Are We Entitled?

I’ve been wracking my brain for a couple of weeks now to come up with something that’s not the usual Grammar Nazi rant for my blog post. Most of the conversations I’ve had with fellow Flumers have been about company culture- not necessarily only ours here at Flume- and how- if at all- employer and employee perspectives can help one another.

I made a comment- possibly more than one- along the lines that millennials are entitled and fickle, and thought myself very clever in the moment. I had no idea that Time Magazine, for example, had actually published a piece on the subject as much as three years ago, or that this has been an ongoing discussion online for some time.
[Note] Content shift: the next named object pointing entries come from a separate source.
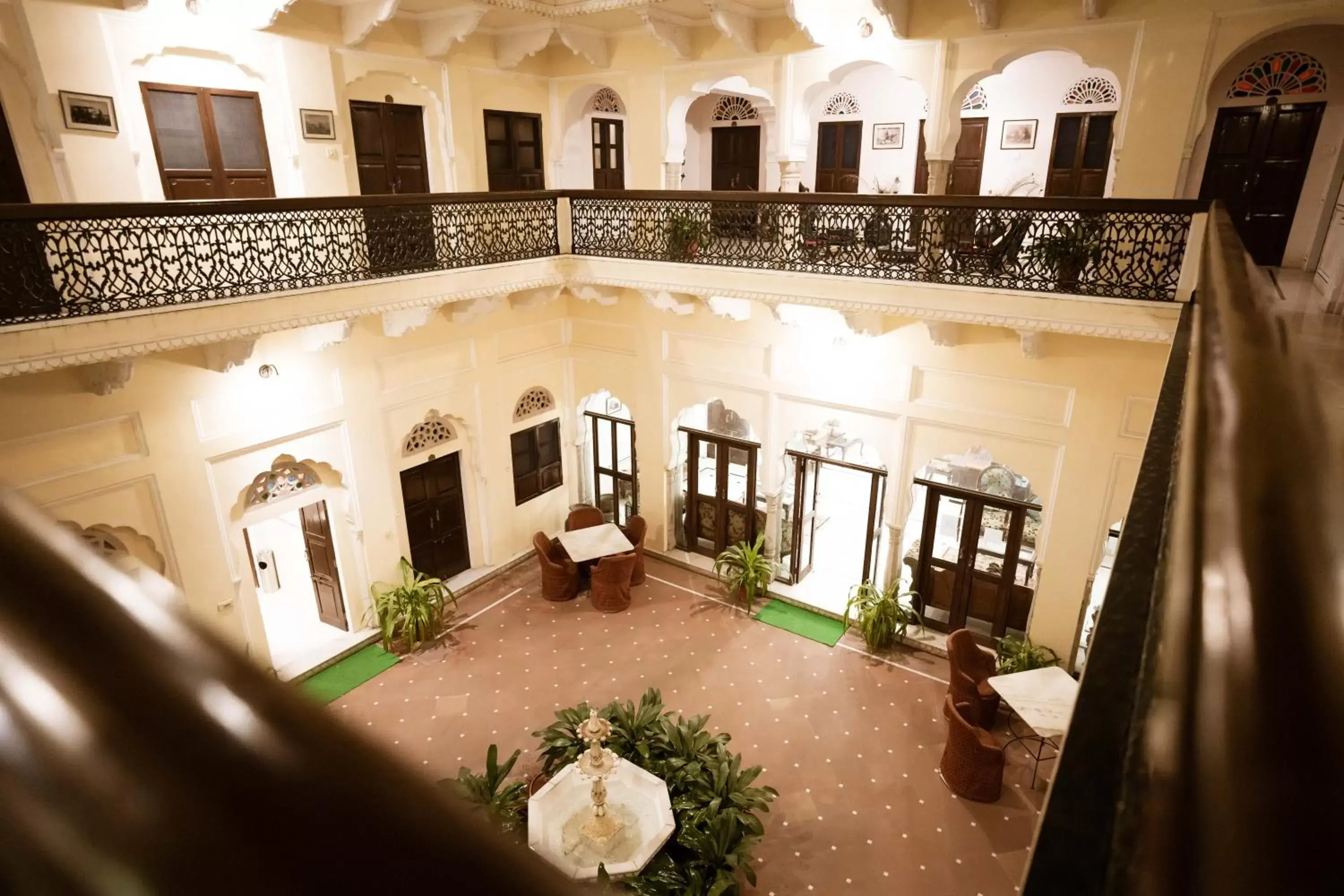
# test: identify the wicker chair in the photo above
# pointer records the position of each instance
(635, 530)
(972, 763)
(612, 582)
(582, 517)
(969, 668)
(560, 575)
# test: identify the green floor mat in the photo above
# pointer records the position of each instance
(349, 673)
(801, 622)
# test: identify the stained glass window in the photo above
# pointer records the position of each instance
(1280, 74)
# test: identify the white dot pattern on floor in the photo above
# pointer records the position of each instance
(842, 821)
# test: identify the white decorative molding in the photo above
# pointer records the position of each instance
(1033, 343)
(594, 293)
(358, 19)
(513, 47)
(987, 13)
(588, 43)
(475, 310)
(672, 35)
(315, 339)
(535, 297)
(228, 355)
(107, 378)
(733, 22)
(943, 334)
(666, 302)
(453, 26)
(402, 322)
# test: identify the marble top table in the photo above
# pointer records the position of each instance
(1042, 698)
(594, 542)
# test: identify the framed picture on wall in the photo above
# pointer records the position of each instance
(319, 124)
(892, 136)
(1019, 135)
(89, 112)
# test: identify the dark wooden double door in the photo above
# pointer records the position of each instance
(721, 484)
(1257, 163)
(436, 516)
(974, 571)
(390, 159)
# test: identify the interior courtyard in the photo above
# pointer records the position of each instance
(566, 307)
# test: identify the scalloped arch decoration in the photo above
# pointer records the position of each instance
(1280, 74)
(533, 402)
(842, 104)
(607, 100)
(732, 108)
(1092, 90)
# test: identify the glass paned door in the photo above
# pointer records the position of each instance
(615, 478)
(719, 492)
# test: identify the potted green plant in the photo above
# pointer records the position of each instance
(412, 610)
(1022, 655)
(745, 570)
(1069, 250)
(879, 614)
(686, 236)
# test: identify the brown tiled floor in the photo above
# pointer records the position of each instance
(850, 742)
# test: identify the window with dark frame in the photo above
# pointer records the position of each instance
(210, 144)
(616, 485)
(537, 461)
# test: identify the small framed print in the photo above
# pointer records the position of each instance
(88, 112)
(890, 136)
(319, 124)
(1019, 135)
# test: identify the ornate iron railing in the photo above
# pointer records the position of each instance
(1123, 249)
(69, 261)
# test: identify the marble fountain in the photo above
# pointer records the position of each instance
(600, 810)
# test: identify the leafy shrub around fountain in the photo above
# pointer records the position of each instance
(714, 798)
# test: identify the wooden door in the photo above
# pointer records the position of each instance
(736, 158)
(514, 151)
(210, 144)
(806, 476)
(1257, 162)
(921, 164)
(436, 516)
(389, 148)
(839, 144)
(13, 190)
(608, 154)
(1080, 156)
(969, 159)
(721, 492)
(322, 564)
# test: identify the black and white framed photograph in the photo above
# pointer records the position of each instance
(1019, 134)
(319, 124)
(892, 136)
(88, 112)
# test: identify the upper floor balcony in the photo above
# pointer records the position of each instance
(1104, 268)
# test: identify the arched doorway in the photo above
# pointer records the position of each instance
(609, 474)
(1269, 108)
(715, 482)
(969, 546)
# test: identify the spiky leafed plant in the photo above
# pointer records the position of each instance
(412, 610)
(745, 569)
(879, 614)
(635, 730)
(561, 741)
(1022, 656)
(507, 804)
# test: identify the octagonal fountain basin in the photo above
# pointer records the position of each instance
(636, 801)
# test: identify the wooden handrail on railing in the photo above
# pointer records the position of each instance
(1205, 751)
(76, 260)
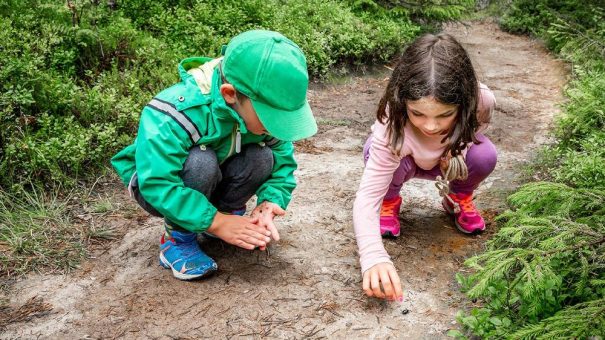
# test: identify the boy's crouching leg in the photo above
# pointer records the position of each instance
(243, 174)
(179, 250)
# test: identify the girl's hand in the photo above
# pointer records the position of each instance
(265, 212)
(385, 275)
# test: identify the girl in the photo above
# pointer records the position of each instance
(429, 123)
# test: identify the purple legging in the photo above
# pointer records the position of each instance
(480, 160)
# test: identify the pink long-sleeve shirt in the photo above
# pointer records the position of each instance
(378, 173)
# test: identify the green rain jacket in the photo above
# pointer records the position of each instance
(190, 113)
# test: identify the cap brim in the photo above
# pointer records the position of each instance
(285, 125)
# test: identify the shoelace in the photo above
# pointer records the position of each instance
(388, 208)
(188, 249)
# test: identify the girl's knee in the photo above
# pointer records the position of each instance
(482, 158)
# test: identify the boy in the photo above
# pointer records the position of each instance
(210, 142)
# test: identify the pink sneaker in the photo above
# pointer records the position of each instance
(468, 220)
(389, 217)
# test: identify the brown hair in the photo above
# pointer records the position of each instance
(437, 66)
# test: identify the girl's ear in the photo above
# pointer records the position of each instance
(228, 93)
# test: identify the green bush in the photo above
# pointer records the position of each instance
(543, 273)
(74, 75)
(71, 89)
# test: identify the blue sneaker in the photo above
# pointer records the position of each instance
(183, 255)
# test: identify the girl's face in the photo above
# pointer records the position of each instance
(431, 117)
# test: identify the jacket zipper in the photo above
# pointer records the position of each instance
(236, 142)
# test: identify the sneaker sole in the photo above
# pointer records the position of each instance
(389, 234)
(181, 276)
(453, 214)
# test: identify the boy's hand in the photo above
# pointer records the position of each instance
(385, 275)
(240, 231)
(265, 212)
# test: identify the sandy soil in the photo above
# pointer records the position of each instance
(309, 286)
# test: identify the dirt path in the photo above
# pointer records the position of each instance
(310, 285)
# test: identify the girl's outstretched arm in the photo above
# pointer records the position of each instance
(375, 181)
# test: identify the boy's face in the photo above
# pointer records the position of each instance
(431, 117)
(243, 107)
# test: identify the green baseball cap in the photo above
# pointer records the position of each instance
(272, 71)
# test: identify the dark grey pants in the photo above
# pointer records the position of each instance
(227, 186)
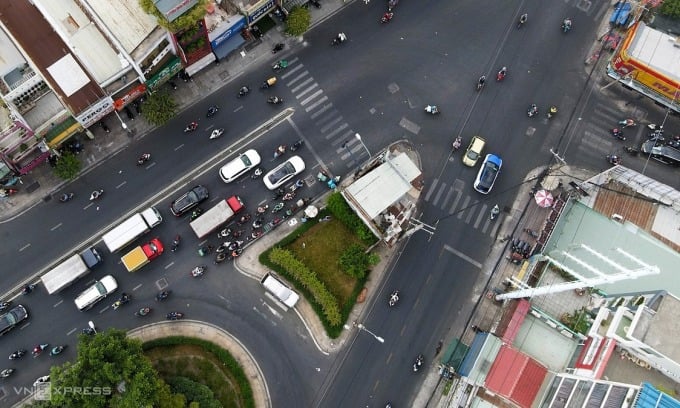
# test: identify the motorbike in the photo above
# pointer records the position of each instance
(631, 150)
(394, 298)
(282, 64)
(617, 133)
(124, 298)
(532, 110)
(457, 143)
(495, 211)
(339, 39)
(280, 150)
(96, 194)
(191, 127)
(37, 350)
(198, 271)
(216, 133)
(387, 17)
(522, 20)
(143, 158)
(162, 295)
(566, 25)
(268, 83)
(501, 74)
(57, 350)
(627, 123)
(418, 363)
(143, 311)
(66, 197)
(175, 243)
(17, 354)
(243, 91)
(432, 109)
(278, 47)
(212, 111)
(196, 213)
(174, 316)
(613, 159)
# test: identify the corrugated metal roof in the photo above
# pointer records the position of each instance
(516, 376)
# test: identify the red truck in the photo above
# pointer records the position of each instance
(142, 255)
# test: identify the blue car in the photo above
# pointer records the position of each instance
(488, 173)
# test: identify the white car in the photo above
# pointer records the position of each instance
(239, 166)
(284, 172)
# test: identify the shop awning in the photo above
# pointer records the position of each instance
(228, 46)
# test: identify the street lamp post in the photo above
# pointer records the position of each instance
(358, 137)
(362, 327)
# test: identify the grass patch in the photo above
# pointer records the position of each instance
(204, 363)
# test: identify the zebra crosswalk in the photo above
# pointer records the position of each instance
(327, 120)
(458, 200)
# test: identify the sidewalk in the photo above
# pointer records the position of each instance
(41, 183)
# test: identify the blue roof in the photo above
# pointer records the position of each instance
(650, 397)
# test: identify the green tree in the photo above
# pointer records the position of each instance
(68, 166)
(186, 21)
(159, 108)
(670, 8)
(298, 21)
(115, 372)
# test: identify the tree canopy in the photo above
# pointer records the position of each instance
(110, 370)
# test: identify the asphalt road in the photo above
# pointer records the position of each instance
(377, 84)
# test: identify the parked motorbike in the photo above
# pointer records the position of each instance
(418, 363)
(501, 74)
(216, 133)
(57, 350)
(143, 311)
(394, 298)
(243, 91)
(495, 211)
(162, 295)
(198, 271)
(532, 110)
(96, 194)
(143, 158)
(432, 109)
(175, 243)
(387, 17)
(212, 111)
(174, 316)
(191, 127)
(617, 133)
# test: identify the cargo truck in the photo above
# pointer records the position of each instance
(131, 229)
(142, 255)
(220, 214)
(70, 270)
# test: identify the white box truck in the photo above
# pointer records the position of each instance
(279, 290)
(70, 270)
(131, 229)
(220, 214)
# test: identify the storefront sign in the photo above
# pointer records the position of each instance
(260, 11)
(95, 112)
(129, 96)
(234, 29)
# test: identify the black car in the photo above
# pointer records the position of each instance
(189, 200)
(12, 318)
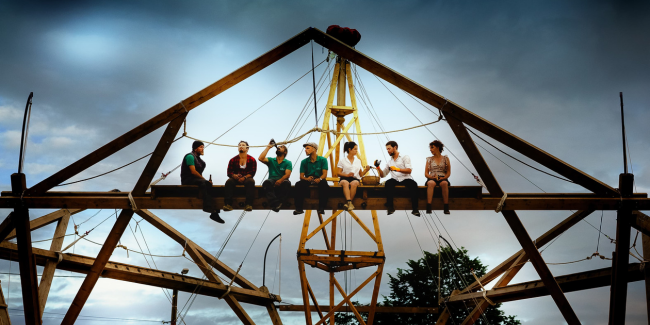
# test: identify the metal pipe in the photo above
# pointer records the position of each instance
(267, 250)
(23, 137)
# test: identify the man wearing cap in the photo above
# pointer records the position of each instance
(278, 185)
(192, 174)
(241, 170)
(313, 171)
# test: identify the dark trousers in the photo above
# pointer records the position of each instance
(204, 187)
(276, 193)
(229, 189)
(302, 191)
(410, 184)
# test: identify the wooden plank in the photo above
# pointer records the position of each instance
(533, 289)
(641, 222)
(7, 226)
(4, 313)
(539, 242)
(513, 220)
(50, 266)
(463, 114)
(207, 271)
(168, 115)
(26, 265)
(123, 220)
(45, 220)
(142, 275)
(365, 309)
(372, 203)
(182, 240)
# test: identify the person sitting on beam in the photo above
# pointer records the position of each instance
(400, 170)
(192, 169)
(278, 185)
(313, 171)
(241, 170)
(350, 172)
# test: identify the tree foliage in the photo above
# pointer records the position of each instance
(417, 286)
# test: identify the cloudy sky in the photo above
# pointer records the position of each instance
(548, 71)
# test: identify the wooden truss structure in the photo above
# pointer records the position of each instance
(600, 197)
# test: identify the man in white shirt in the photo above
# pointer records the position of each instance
(400, 170)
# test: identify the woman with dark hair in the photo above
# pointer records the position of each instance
(350, 171)
(437, 172)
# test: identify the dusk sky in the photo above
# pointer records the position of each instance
(550, 72)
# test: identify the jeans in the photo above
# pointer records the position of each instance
(302, 191)
(410, 184)
(204, 186)
(276, 194)
(229, 189)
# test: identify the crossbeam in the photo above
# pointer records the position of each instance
(142, 275)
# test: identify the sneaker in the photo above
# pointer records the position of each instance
(277, 207)
(215, 216)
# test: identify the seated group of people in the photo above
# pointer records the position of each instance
(313, 171)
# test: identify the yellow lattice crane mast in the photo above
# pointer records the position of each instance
(331, 259)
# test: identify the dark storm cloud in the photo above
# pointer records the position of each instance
(549, 72)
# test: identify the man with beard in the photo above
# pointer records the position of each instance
(313, 171)
(241, 170)
(192, 174)
(278, 185)
(400, 171)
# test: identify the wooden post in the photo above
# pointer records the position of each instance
(646, 271)
(50, 266)
(26, 262)
(618, 291)
(174, 306)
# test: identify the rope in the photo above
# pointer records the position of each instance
(320, 130)
(502, 203)
(482, 287)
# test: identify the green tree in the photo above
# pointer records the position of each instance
(417, 286)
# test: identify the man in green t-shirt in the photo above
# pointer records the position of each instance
(277, 185)
(313, 171)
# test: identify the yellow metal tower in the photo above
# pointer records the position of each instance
(330, 259)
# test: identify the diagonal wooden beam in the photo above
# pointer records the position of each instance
(182, 240)
(122, 221)
(50, 265)
(462, 114)
(45, 220)
(173, 112)
(539, 242)
(513, 220)
(207, 270)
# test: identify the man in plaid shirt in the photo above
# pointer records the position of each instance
(241, 170)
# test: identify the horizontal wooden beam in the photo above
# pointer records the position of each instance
(52, 201)
(533, 289)
(641, 222)
(365, 309)
(142, 275)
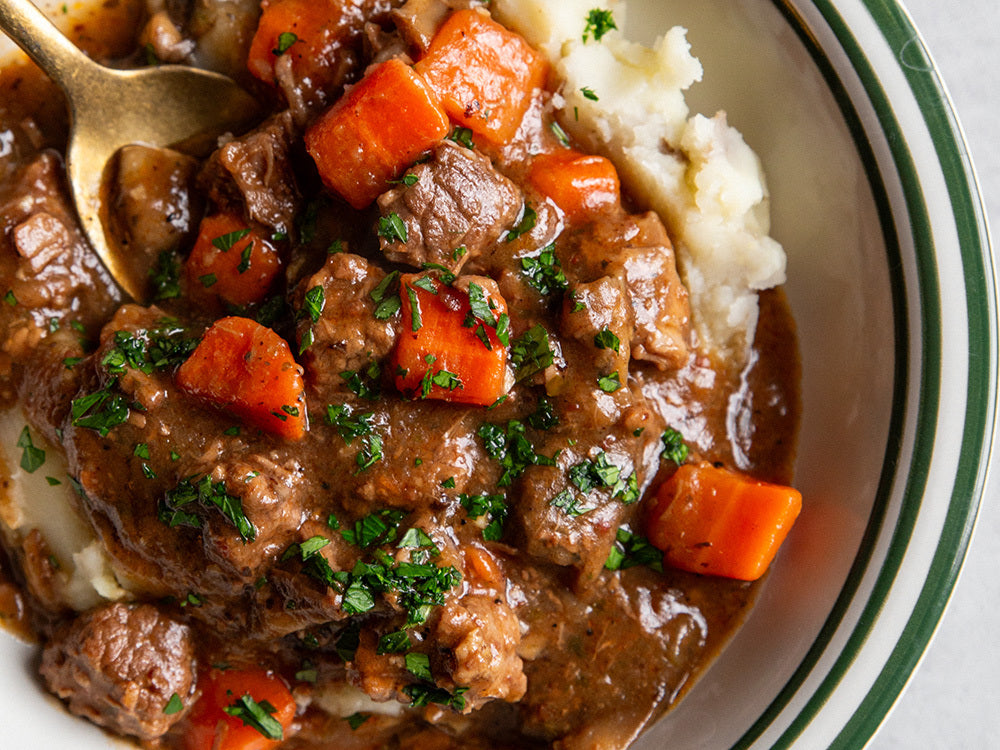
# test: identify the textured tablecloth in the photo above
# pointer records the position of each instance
(953, 700)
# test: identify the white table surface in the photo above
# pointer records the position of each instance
(953, 700)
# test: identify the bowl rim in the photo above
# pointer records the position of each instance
(980, 419)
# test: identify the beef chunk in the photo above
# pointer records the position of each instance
(659, 300)
(479, 635)
(256, 170)
(120, 665)
(347, 336)
(458, 201)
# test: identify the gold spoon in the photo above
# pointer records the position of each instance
(172, 105)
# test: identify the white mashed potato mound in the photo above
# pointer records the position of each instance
(696, 172)
(34, 501)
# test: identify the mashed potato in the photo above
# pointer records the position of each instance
(696, 172)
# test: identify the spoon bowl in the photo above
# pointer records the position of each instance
(170, 106)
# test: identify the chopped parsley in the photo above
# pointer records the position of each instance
(569, 504)
(531, 352)
(421, 694)
(174, 705)
(348, 425)
(632, 549)
(356, 719)
(606, 339)
(386, 296)
(599, 23)
(179, 505)
(524, 225)
(391, 228)
(226, 241)
(100, 411)
(511, 448)
(285, 41)
(609, 383)
(544, 272)
(674, 448)
(365, 383)
(32, 457)
(259, 716)
(419, 665)
(493, 507)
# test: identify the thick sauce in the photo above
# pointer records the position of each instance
(534, 631)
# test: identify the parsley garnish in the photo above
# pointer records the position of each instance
(422, 695)
(491, 506)
(609, 383)
(606, 339)
(512, 449)
(674, 448)
(544, 272)
(391, 228)
(179, 505)
(386, 296)
(599, 23)
(226, 241)
(100, 411)
(531, 352)
(631, 550)
(525, 224)
(366, 382)
(174, 705)
(349, 426)
(257, 715)
(32, 457)
(285, 40)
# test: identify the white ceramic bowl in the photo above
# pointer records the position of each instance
(892, 284)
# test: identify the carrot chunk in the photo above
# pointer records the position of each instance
(484, 74)
(578, 183)
(295, 28)
(240, 710)
(375, 132)
(720, 522)
(453, 345)
(248, 369)
(232, 261)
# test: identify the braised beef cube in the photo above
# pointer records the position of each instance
(478, 636)
(658, 297)
(120, 666)
(255, 170)
(153, 207)
(351, 331)
(598, 314)
(455, 209)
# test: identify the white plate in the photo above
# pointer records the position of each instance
(892, 284)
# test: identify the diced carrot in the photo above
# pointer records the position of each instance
(719, 522)
(213, 728)
(295, 28)
(444, 350)
(484, 74)
(375, 132)
(248, 369)
(578, 183)
(231, 261)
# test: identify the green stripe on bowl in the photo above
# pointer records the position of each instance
(981, 397)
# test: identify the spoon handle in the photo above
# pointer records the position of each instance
(44, 43)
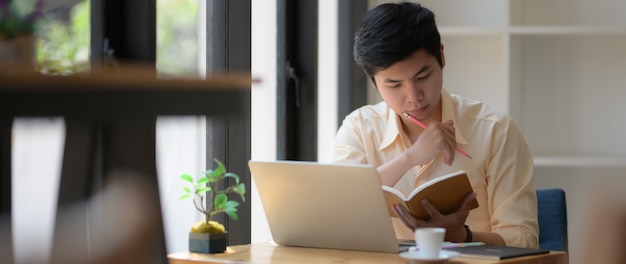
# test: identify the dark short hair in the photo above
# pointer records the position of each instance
(392, 32)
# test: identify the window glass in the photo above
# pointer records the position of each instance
(64, 37)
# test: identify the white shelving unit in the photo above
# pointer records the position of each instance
(558, 68)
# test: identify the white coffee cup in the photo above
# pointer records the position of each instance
(429, 241)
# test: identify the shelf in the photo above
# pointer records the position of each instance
(580, 161)
(532, 30)
(470, 31)
(565, 30)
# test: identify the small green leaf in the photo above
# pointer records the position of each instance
(220, 201)
(230, 208)
(232, 175)
(187, 178)
(202, 180)
(203, 190)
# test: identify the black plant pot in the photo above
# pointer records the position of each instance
(207, 243)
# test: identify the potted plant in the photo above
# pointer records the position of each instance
(209, 236)
(18, 21)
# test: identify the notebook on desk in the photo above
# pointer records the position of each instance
(311, 204)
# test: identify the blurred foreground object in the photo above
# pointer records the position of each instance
(124, 224)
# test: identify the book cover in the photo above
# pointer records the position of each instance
(497, 252)
(446, 193)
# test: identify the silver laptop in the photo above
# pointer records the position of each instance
(310, 204)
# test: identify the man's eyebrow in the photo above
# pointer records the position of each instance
(423, 69)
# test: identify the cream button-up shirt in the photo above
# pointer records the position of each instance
(500, 171)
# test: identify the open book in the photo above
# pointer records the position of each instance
(446, 193)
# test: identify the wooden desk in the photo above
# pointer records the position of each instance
(272, 253)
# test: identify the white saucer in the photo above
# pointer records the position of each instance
(443, 255)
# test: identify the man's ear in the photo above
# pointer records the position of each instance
(443, 57)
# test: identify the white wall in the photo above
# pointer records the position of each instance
(263, 116)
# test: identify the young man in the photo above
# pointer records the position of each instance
(400, 49)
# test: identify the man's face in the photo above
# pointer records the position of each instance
(413, 85)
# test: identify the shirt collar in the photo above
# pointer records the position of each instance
(392, 132)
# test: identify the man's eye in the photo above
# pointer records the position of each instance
(423, 77)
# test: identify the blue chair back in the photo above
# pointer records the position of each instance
(552, 213)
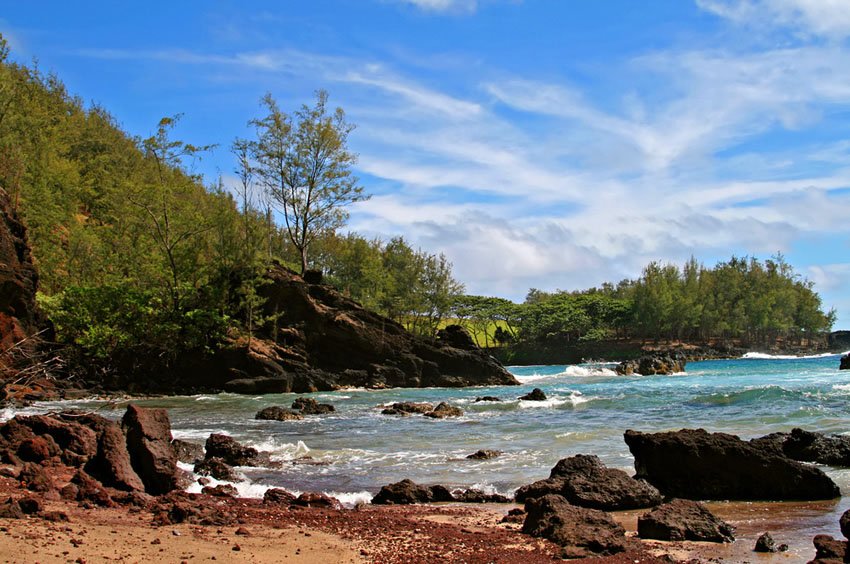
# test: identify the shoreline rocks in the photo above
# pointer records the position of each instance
(695, 464)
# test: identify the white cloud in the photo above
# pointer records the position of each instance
(828, 18)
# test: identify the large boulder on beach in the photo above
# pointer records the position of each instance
(696, 464)
(683, 519)
(582, 532)
(584, 481)
(649, 365)
(149, 438)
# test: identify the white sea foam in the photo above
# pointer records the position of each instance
(765, 356)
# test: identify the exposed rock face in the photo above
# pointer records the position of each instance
(652, 364)
(535, 395)
(808, 446)
(149, 443)
(582, 532)
(584, 481)
(326, 341)
(695, 464)
(276, 413)
(683, 519)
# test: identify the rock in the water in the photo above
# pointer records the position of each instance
(484, 454)
(406, 492)
(408, 408)
(187, 452)
(217, 468)
(683, 519)
(695, 464)
(765, 543)
(230, 451)
(444, 410)
(584, 481)
(456, 336)
(583, 532)
(652, 364)
(278, 496)
(535, 395)
(829, 549)
(149, 443)
(276, 413)
(309, 406)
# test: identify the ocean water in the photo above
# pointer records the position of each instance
(356, 450)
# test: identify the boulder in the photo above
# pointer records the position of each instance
(407, 492)
(484, 454)
(649, 365)
(583, 532)
(456, 336)
(309, 406)
(217, 468)
(149, 438)
(535, 395)
(696, 464)
(187, 452)
(683, 519)
(444, 410)
(278, 496)
(276, 413)
(584, 481)
(230, 451)
(765, 543)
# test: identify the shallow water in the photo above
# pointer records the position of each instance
(588, 409)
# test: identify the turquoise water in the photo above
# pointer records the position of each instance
(588, 410)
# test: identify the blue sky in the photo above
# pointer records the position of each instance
(537, 143)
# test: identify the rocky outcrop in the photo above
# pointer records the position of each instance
(682, 519)
(695, 464)
(325, 341)
(582, 532)
(648, 365)
(584, 481)
(809, 446)
(148, 433)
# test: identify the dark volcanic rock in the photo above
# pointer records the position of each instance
(584, 481)
(187, 452)
(276, 413)
(535, 395)
(695, 464)
(648, 365)
(408, 408)
(231, 452)
(484, 454)
(456, 336)
(444, 410)
(682, 519)
(149, 443)
(309, 406)
(217, 468)
(583, 532)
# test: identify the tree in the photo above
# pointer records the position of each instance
(305, 165)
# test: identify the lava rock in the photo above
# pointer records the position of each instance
(277, 413)
(695, 464)
(583, 532)
(535, 395)
(149, 443)
(683, 519)
(584, 481)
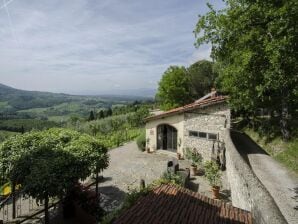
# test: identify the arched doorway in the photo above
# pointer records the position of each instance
(166, 137)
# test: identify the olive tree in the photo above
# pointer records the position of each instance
(255, 46)
(49, 163)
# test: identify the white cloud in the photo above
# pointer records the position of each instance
(75, 45)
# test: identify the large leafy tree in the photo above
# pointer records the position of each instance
(255, 45)
(174, 88)
(202, 77)
(49, 163)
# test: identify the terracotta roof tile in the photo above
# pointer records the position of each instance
(189, 107)
(171, 204)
I was simply speaking from my own, admittedly limited, perspective and observations.

I won’t bore you with too much detail but, basically, I made the assertion on the back of the following observations:

– The number of people I’d seen changing jobs at the drop of a hat (or the first hint of a bigger pay cheque) just within the past year.

– The level of expectation among the ‘rank and file’ with regard to provision by management of perks like team lunches, bonuses, year-end parties and other entertaining events that have historically been incentives rather than common practice.

– The apparency that many people think that simply showing up at the office every day and being there for the requisite number of hours is enough.

Of course, these are broad generalisations and by no means am I saying that we’re all a bunch of blood-sucking timewasters. What I am saying is that there seems to be a much higher level of demand from employees than there was not too long ago. (I may have been living under a rock for a while, folks.)

All of that said, I have to ask myself how accurate these observations really are in a broader historical context.

According to various Google search results, Millennials, the erstwhile Generation Y, are loosely defined as having been born between 1981 and 1997.

I happened upon this handy little infographic while I was looking for stuff online to support or refute my observations above:

What stands out for me here are the following key facts:

– The group in question makes up, or will make up, the majority of the world’s workforce in the coming decade, meaning that most working people are, or will be, millennials for the duration of my foreseeable career. In fact, I happen to be a millennial, too.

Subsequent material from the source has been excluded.